After the first very wet winter in a long time, it was deeply satisfying to see Cold Creek full of water and energy.

ColdCreekRushing_2017Jan27_sm

Little tributaries to Cold Creek were full of water, and an early wildflower (milk maids, Cardamine californica) was abundant along the trail.

Tributary_2017Jan27_sm.jpg

The leaves of last spring’s foothill mule-ears (Wyethia helenoides) had dried so that only the veins were left, making a delicate lace.

DryMulesEars_2017Jan27_sm

It appears that toyons (Heteromeles arbutifolia) that resprouted after the fire did not flower their first spring.  A toyon at the place where the trail crosses the creek had not burned and did produce fruit last fall.

I looked at the different patterns of regrowth in gray pine (Pinus sabiniana).
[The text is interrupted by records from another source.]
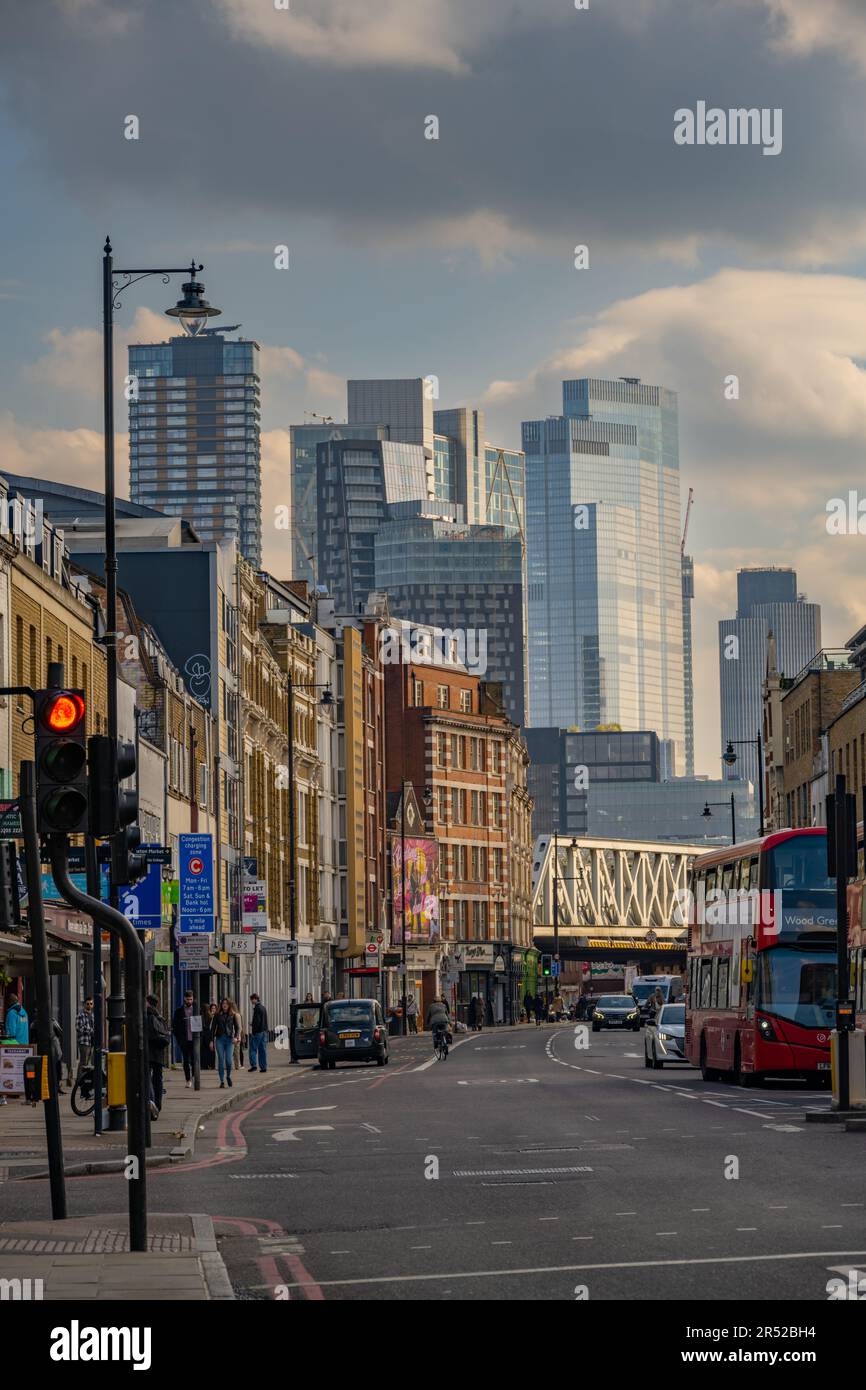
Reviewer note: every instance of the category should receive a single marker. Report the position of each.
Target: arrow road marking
(292, 1133)
(306, 1109)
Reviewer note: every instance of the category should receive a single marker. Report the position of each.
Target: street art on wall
(421, 900)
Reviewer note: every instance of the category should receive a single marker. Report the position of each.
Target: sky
(306, 127)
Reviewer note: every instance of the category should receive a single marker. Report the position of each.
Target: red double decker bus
(761, 990)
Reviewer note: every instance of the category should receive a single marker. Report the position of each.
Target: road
(524, 1166)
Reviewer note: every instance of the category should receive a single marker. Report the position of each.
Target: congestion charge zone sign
(196, 884)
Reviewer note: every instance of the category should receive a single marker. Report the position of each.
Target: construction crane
(688, 508)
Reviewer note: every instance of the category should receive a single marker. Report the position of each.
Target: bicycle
(84, 1093)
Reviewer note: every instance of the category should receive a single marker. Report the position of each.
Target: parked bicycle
(84, 1093)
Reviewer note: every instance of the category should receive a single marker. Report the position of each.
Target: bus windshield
(798, 986)
(799, 862)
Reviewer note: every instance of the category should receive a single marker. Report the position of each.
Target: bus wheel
(740, 1077)
(706, 1072)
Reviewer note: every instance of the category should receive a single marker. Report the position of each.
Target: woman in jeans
(224, 1032)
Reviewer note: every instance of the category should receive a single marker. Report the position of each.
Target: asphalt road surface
(524, 1166)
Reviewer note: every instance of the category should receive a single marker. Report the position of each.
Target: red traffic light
(63, 712)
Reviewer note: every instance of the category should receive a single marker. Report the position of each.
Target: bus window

PineRegrowthEtc_2017Jan27_sm

Toyon berries were the primary food in the scat of what was likely a gray fox (Urocyon cinereoargenteus), as it was left on a rock in the middle of the trail.  It is possible that the scat was from a coyote (Canis latrans), but because gray foxes are known for finding prominent spots to mark with scat, fox is my first guess.

FoxScatEtc_2017Jan27_sm

August Visit (8/25/2016)

A hot and dry August day: first I noticed that heavy stillness particular to the very hot days of California summer, and then started paying attention to all of the active insects.  Grasshoppers took off in all directions to escape as I walked along the trail and butterflies of all sizes were abundant.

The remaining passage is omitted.